The US verdict recognises that legal rights should be equal for all, and as such, it is a terrific judgement. But, equally, one has to pay heed to what the verdict is about. The issue at hand is marriage.

The issue of marriage has long galvanised mainstream gay activism in the US even as it has divided people, both gay and straight, into pro- and anti-marriage camps. What is important to remember is that those who opposed making marriage a central tenet of the gay faith were not opposing the right to equality under law. We were opposed to the vehicle chosen for the demand of equality.

Why marriage? The legal and popular debate over gay marriage has always had two prongs, although only one of them is highlighted at a time depending on the circumstances. There is the question of legal discrimination: how can the law state that consensual sexual behaviour of any kind can be the basis for discrimination? And then there is the sentimental issue: why can’t love between gay people be recognised as love every bit as much as love between straight people?

Instrument of state control

It is this sentimental component – integral rather than marginal to the debate over gay marriage – that is problematic. Marriage is, and historically has been, a mode by which the State exercises social control over its citizens.

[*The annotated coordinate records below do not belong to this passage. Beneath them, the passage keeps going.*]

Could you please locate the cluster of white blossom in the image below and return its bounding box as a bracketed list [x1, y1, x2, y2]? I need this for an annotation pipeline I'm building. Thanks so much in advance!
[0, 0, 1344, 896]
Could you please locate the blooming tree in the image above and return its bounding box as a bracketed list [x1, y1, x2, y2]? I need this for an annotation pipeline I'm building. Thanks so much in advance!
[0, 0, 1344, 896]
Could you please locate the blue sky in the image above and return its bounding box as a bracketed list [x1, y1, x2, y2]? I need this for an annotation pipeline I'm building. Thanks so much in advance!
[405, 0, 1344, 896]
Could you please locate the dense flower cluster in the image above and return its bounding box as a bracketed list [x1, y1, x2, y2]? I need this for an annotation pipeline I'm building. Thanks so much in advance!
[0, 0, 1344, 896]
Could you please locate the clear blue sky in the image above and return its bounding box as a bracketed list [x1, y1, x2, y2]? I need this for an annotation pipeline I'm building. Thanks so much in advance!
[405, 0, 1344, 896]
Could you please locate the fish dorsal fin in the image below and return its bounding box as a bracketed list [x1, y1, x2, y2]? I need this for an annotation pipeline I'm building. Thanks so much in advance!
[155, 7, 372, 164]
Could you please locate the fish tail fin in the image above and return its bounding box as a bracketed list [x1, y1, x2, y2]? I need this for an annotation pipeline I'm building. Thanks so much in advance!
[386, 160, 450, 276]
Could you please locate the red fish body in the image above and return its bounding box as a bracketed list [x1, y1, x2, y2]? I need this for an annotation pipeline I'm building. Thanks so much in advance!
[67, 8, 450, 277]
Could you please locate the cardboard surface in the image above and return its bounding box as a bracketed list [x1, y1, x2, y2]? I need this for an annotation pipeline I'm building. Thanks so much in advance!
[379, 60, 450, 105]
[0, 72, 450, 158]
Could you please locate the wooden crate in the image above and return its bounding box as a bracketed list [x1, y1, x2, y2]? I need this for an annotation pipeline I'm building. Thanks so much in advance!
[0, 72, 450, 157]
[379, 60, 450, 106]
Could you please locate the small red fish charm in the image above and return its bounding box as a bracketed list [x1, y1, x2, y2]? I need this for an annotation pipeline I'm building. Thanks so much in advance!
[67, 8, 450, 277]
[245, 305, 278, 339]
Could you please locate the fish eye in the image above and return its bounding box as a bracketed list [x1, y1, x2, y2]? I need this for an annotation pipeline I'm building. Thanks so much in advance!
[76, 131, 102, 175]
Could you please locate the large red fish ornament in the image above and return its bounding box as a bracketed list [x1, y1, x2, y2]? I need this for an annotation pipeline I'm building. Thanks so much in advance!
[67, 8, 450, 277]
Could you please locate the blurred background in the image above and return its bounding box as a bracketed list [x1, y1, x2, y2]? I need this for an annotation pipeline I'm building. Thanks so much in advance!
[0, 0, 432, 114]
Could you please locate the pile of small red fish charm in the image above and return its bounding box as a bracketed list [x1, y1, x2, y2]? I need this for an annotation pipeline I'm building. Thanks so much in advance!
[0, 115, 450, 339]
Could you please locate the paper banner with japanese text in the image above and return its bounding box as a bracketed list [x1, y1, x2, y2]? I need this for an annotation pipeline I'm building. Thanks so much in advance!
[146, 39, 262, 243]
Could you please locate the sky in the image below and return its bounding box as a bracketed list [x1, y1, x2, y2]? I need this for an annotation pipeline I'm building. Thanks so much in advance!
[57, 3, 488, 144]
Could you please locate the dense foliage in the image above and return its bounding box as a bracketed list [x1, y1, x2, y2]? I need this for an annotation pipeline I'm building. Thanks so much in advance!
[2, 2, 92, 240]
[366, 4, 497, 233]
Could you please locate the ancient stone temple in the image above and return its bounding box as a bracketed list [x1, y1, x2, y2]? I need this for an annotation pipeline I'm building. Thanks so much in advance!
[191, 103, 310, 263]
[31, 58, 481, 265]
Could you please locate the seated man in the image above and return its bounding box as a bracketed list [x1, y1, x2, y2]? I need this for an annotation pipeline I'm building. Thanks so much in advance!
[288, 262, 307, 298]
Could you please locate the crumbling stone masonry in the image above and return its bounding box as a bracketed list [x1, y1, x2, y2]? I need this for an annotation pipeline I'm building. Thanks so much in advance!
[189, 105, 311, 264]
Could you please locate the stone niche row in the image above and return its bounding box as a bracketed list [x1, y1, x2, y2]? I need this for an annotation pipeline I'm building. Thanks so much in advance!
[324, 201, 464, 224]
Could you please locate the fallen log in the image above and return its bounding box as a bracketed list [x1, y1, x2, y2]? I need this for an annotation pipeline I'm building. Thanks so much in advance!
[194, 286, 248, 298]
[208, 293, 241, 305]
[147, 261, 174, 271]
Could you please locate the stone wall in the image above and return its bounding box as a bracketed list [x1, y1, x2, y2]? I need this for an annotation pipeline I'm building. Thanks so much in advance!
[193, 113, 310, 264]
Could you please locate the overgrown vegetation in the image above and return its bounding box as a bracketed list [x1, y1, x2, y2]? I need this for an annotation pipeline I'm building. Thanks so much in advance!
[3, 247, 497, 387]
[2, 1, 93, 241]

In order to register a marriage, you need legal permission and recognition from the State. Furthermore, marriage laws – for instance, marriage of people of different religious communities in India – have long been used to control miscegenation or interbreeding of people considered to be of different racial types.

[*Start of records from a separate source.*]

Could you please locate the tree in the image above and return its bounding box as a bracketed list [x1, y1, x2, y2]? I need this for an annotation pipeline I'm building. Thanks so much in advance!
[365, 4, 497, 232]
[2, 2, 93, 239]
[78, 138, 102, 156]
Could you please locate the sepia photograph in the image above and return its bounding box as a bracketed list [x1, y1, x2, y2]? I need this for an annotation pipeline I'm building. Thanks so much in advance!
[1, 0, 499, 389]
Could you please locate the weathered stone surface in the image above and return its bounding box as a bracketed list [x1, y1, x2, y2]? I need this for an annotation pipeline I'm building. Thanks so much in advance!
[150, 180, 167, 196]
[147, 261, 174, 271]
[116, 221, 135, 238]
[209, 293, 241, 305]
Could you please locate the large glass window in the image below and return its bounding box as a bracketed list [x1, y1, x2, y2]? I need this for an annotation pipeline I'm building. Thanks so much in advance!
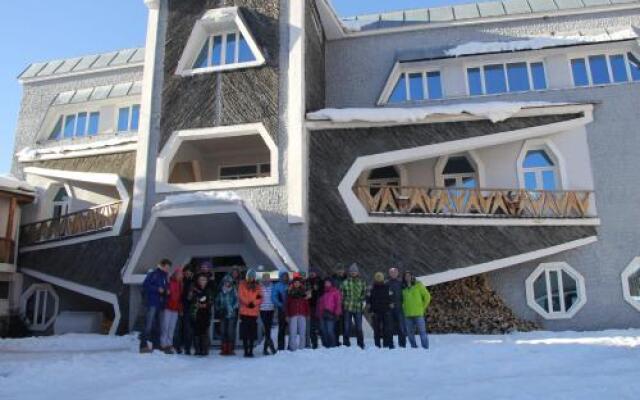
[522, 148, 558, 190]
[118, 104, 140, 132]
[467, 62, 547, 96]
[49, 112, 100, 140]
[193, 31, 256, 69]
[527, 263, 585, 319]
[571, 52, 640, 86]
[389, 71, 443, 103]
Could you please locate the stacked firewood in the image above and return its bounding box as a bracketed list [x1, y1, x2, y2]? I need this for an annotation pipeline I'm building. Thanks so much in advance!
[428, 275, 539, 334]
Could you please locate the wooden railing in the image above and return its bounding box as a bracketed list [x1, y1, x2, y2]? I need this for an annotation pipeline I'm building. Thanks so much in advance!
[354, 186, 595, 218]
[0, 238, 16, 264]
[20, 201, 122, 247]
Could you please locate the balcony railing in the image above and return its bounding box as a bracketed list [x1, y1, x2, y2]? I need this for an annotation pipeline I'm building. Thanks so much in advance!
[355, 186, 595, 218]
[20, 201, 122, 247]
[0, 238, 16, 264]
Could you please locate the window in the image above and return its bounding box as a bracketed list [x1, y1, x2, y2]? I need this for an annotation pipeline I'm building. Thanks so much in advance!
[388, 71, 444, 103]
[220, 164, 271, 180]
[522, 148, 558, 190]
[367, 165, 401, 196]
[442, 155, 478, 189]
[193, 31, 256, 69]
[622, 257, 640, 311]
[53, 188, 70, 218]
[526, 262, 586, 319]
[49, 112, 100, 140]
[571, 52, 640, 87]
[118, 104, 140, 132]
[467, 61, 547, 96]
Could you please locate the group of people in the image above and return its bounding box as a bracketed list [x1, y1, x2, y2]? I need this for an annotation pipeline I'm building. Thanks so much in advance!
[140, 259, 431, 357]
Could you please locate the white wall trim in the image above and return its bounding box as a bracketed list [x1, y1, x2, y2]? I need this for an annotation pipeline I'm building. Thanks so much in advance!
[20, 268, 122, 335]
[338, 112, 593, 223]
[418, 236, 598, 286]
[516, 138, 571, 190]
[156, 123, 280, 193]
[525, 262, 587, 320]
[286, 0, 309, 224]
[620, 257, 640, 311]
[123, 201, 299, 284]
[176, 7, 266, 76]
[20, 167, 130, 253]
[131, 0, 162, 229]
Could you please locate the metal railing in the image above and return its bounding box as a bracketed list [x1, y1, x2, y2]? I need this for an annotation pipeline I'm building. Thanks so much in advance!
[20, 201, 122, 247]
[354, 186, 595, 218]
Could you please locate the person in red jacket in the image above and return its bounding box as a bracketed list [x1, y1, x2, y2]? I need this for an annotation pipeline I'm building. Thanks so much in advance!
[238, 269, 262, 357]
[160, 267, 183, 354]
[287, 276, 311, 351]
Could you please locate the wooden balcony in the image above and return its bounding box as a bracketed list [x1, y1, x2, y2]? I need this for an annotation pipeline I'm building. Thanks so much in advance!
[354, 186, 596, 219]
[0, 238, 16, 264]
[20, 201, 122, 247]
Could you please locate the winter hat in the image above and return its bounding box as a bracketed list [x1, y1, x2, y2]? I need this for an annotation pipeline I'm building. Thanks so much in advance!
[349, 263, 360, 274]
[247, 268, 258, 280]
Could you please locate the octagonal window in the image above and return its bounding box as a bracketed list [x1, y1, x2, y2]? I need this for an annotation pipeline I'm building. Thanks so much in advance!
[527, 263, 586, 319]
[622, 257, 640, 311]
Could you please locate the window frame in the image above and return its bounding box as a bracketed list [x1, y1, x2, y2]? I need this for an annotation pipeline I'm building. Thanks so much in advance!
[462, 58, 549, 98]
[567, 48, 640, 89]
[525, 261, 587, 320]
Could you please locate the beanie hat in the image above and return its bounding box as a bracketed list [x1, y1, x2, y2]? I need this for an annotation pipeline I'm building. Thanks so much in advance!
[349, 263, 360, 274]
[247, 269, 257, 280]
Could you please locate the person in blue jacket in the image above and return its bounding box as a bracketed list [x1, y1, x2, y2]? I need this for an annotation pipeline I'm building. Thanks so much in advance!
[140, 258, 171, 353]
[271, 272, 289, 351]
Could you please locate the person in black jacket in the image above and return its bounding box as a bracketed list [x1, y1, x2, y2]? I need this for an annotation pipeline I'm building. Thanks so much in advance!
[387, 268, 407, 348]
[367, 272, 393, 349]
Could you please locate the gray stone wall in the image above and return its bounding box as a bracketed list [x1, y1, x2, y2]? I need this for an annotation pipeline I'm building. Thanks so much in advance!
[309, 116, 595, 276]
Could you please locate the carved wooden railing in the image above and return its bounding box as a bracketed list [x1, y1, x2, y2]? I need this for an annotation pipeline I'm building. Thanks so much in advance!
[20, 201, 122, 247]
[0, 238, 16, 264]
[354, 186, 595, 218]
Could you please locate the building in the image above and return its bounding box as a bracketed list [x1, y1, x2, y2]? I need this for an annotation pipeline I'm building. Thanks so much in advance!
[8, 0, 640, 333]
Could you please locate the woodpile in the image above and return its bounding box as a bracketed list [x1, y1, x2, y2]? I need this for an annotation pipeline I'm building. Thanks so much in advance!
[427, 275, 539, 334]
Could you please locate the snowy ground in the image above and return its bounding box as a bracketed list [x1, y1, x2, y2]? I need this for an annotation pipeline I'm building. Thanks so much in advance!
[0, 330, 640, 400]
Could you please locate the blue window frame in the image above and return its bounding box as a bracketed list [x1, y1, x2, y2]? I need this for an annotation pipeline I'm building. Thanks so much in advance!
[484, 64, 507, 94]
[388, 71, 444, 103]
[507, 62, 531, 92]
[589, 55, 611, 85]
[571, 58, 589, 86]
[467, 68, 484, 96]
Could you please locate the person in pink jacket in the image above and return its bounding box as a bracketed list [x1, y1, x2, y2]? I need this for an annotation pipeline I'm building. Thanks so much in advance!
[316, 279, 342, 348]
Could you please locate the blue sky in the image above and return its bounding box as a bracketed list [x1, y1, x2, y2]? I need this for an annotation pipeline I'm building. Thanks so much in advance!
[0, 0, 476, 173]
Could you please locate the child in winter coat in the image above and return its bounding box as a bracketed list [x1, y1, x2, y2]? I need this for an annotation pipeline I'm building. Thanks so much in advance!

Marriage defines for us our civil rights – how much tax we pay if we are married or not, how much money we can inherit, etc. From desire to inheritance, marriage controls the socio-sexual life of citizens. It is, some say, the most effective instrument by which State control is exercised.

Where this becomes problematic is when the discourse around marriage allies itself with a discourse about the “truth” of one’s emotions. Marriage historically was instituted to deal with ownership of property (an arrangement in which women too were considered property). It was only in the late 18th century that the idea of “love” and the “companionate marriage” started to emerge as a way of making emotional what had started out as a purely logistical arrangement.

We have now reached a stage where that emotional aspect is being reinforced to such an extent as to paper over the economic base of marriage. And even this would not be such a problem if the emotional “truth” of marriage were not being used to enforce increasingly repressive regimes of sexual normativity.

Truth of our desires

“No longer may this liberty be denied,” Justice Anthony M Kennedy wrote in the majority decision of the US Supreme Court. “No union is more profound than marriage, for it embodies the highest ideals of love, fidelity, devotion, sacrifice and family. In forming a marital union, two people become something greater than once they were.” By announcing that marriage is a “keystone of our social order”, Justice Kennedy conflates the legal and the emotional by saying that the plaintiffs were seeking “equal dignity in the eyes of the law”.

If marriage equals money and property arrangements, and if it is nonetheless continually defined as having to do with love, then what is the fallout of this discourse?

Justice Kennedy tells us exactly what when he writes that this judgement will ensure that gay people are “not to be condemned to live in loneliness, excluded from one of civilization’s oldest institutions”.

A major achievement of gay marriage thus seems to be the normalisation of marital coupledom as the most sacred site of emotional fulfilment. In the name of greater inclusivity, this “expansion” of the institution of marriage manages to stigmatise people who would like to stay or simply are single, people in ménage à trois, people with multiple sexual partners, and a host of others.

If we celebrate marriage as the truth of our desires, then we ignore the fact that allowing gay marriage has simply shifted the site of sexual stigma elsewhere. And allowed a rather repressive institution to remain intact.